HarbourLife vs Hard Yakka. Country kids are planning to stay away from home over the holidays in record numbers, finds a government study.

ERROL PARKER | Editor-at-large | Contact

THOUSANDS OF YOUNG country men and women are avoiding the trip home for the holidays this year, says a study commissioned by the National Party of Australia.

This time of year is traditionally quite busy for many farmers around the country, especially grain-growers and sheep graziers.

Yet many sons and daughters from farms and stations around the nation are shunning a hard days work to lead a more hedonistic existence in the big smoke.

Wanaaring pastoralist,
Wanaaring pastoralist, Bill Dangerfield says a lot has changed since he was a young fella.

Bill Dangerfield, a 61-year-old pastoralist from Wanaaring in far north-west NSW, says that things “aren’t like they used to be”.

“In my day, I’d be getting the Bourke mail train home for the last muster of the year,” says Mr Dangerfield.

“I’d ask the conductor to slow down near the Wanaaring siding and I’d throw my bags off then jump off in to the tall grass,”

“Dad would wait for me at the siding in his Land Rover and we’d be off,”

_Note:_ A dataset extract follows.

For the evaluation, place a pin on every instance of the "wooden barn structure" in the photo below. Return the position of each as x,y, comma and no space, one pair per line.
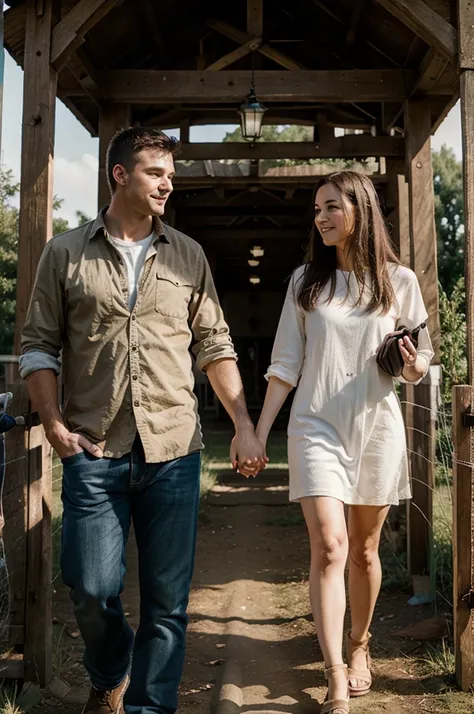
385,71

“I’d be there ’til March slogging it out in the cattle yards and shearing sheds,”

“Nowadays, I can’t even get the kids home for my birthday.”

One of the big draw cards for country kids is Sydney’s festival culture – which has grown dramatically in the last 30 years, from a makeshift underground phenomenon to a booming industry.

What started as a raw and spontaneous rave scene gave rise to the notorious RAT parties of the 80s and 90s, and a swathe of bigger and bolder successors – such as Big Day OutVibes on a Summer’s DayField Day, and newcomers Subsonic and Falls Fest.

Federal member for Parkes, Mark Coulton, says that it’s important for young country men and women based in big cities to visit home once in a while.

“The number of young people opting out of a life on the land is growing rapidly,” says Mr Coulton.

“These family farms aren’t going to be around for ever, especially if nobody’s there to take them over,”

“One day, they’ll be gone and their family legacy gone with it,”

“Sad to see but it’s true,”

“However, we have music festivals out in the bush like the Elvis festival and the Tamworth show.”

The study concluded that the country youth most likely to stay away from home are the tertiary-educated elite – who’ve grown accustom to a certain lifestyle during their studies.

What the study found was alarming.

Seven out of 10 respondents said that coffee is a contributing factor in them not going home, as “there is no such thing as good coffee” west of Sydney’s Fish Markets.

Also, six out of 10 say that the lack of a seaside in the country is also another big reason why they don’t want to go home.

Disturbingly, three out of 10 country men say that rural centres are “full of bush pigs” and “footy moles” – that big cities offer a more attractive “selection” of young women to court.

Thomas "Tommy" McLane says his father's farming skills are "good enough" for him to skip out on harvest this year.
Thomas “Tommy” McLane says his father’s farming skills are “good enough” for him to skip out on harvest this year. (PHOTO via The Face Book)

Thomas “Tommy” McLane is a 24-year-old agriculture student from West Wyalong who’s chosen to spend the summer university holidays in Sydney with his mates – on the festival circuit.

“Have you ever stood knee deep in barley?” asks Mr McLane.

“It’s the itchiest f**king sh*t on Earth,”

“There wasn’t much of a spring at home so it’s only going under a tonne an acre at home this year – or something like that,”

“I’m pretty sure Dad can handle that on his own – he’s been doing it for 30 years,”

“The truth is I want to get home for Christmas, I just can’t find the time,”

“The missus is putting on a big show at her parents place in Mosman then after that there’s Field Day,”

“So Mum and Dad can’t realistically expect me to drive to [West] Wyalong and back in the same week.” he says.

Contrary to the opinions of his son, father Angus McLane says he’s disappointed that his son “can’t be f**ked” to come home this year.

“I had to get blokes in to help me over harvest,” says Mr. McLane

“I’m getting older now and I can’t be climbing up and down silos at my age – if I fell, it’d kill me,”

“I put Tommy through boarding school during the longest drought on record and he can’t even come home and drive a tipper for his old man for a week or two,”

“His mother did up his room and bought his favourite foods in town – she was heartbroken when he said he wasn’t coming home.”